Selon Louis Slesin, Mme Kheifets a préparé l’avant-projet avec l’aide, entre autres, de trois représentants de cette même industrie. L’avant-projet a ensuite été envoyé à un grand nombre d’experts, comme cela se fait habituellement, afin de recueillir leurs commentaires. Parmi eux, cinq représentants de l’industrie électrique ont eu tout le loisir de remettre en question les passages gênants pour les intérêts du secteur qui les emploie.
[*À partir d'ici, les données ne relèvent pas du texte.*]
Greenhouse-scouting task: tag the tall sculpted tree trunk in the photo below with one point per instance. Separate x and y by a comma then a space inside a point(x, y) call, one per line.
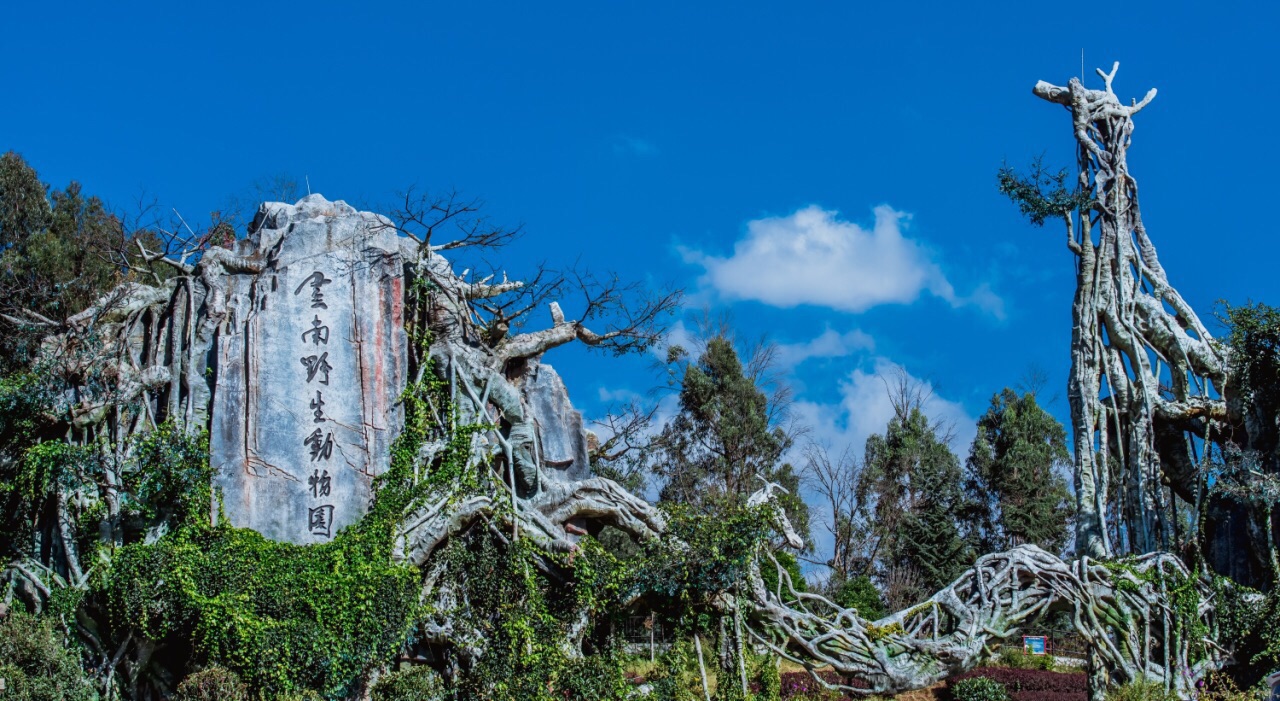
point(1144, 371)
Pas d’observateurs indépendants

Par ailleurs, le 3 octobre 2005 à Genève, lors de cette fameuse réunion du groupe d’experts (indépendants) chargés de finaliser les Critères de santé environnementale, huit représentants de l’industrie électrique ont été invités par M. Repacholi en tant qu’«observateurs».

Aucun autre observateur (syndicat, association de consommateurs ou ONG écologiste, par exemple) n’a par contre été convié à cette réunion. «Grâce à Repacholi, concluait Slesin en octobre 2005, l’industrie électrique a été et continue d’être un partenaire à part entière dans la rédaction de ce document – un texte qui sera la position officielle de l’OMS sur les champs électromagnétiques pour les années à venir. Le plus déconcertant, c’est que personne à l’OMS ne pense qu’il fait quoi que ce soit de mal.»

Mais peut-être est-ce parce que l’OMS ne finance pas le projet CEM. En effet, M. Repacholi était contraint de réunir lui-même son budget de fonctionnement (tout comme Mme van Deventer aujourd’hui). Comme il l’a expliqué lors d’une réunion à Istanbul, en 2004, «le projet CEM peut recevoir des fonds de n’importe quelle origine via l’Hôpital royal d’Adelaïde, un intermédiaire établi avec l’accord du département juridique de l’OMS en vue de rassembler les fonds pour le projet». Peut-on dès lors légitimement lui en vouloir d’être allé chercher l’argent là où il le trouvait, c’est-à-dire en grande partie chez les industriels du portable? Une question à retourner à l’administration centrale de l’OMS et à son service juridique, qui ont autorisé ce curieux mécanisme de financement que Slesin n’hésite pas à assimiler à du «“blanchiment”» d’argent industriel.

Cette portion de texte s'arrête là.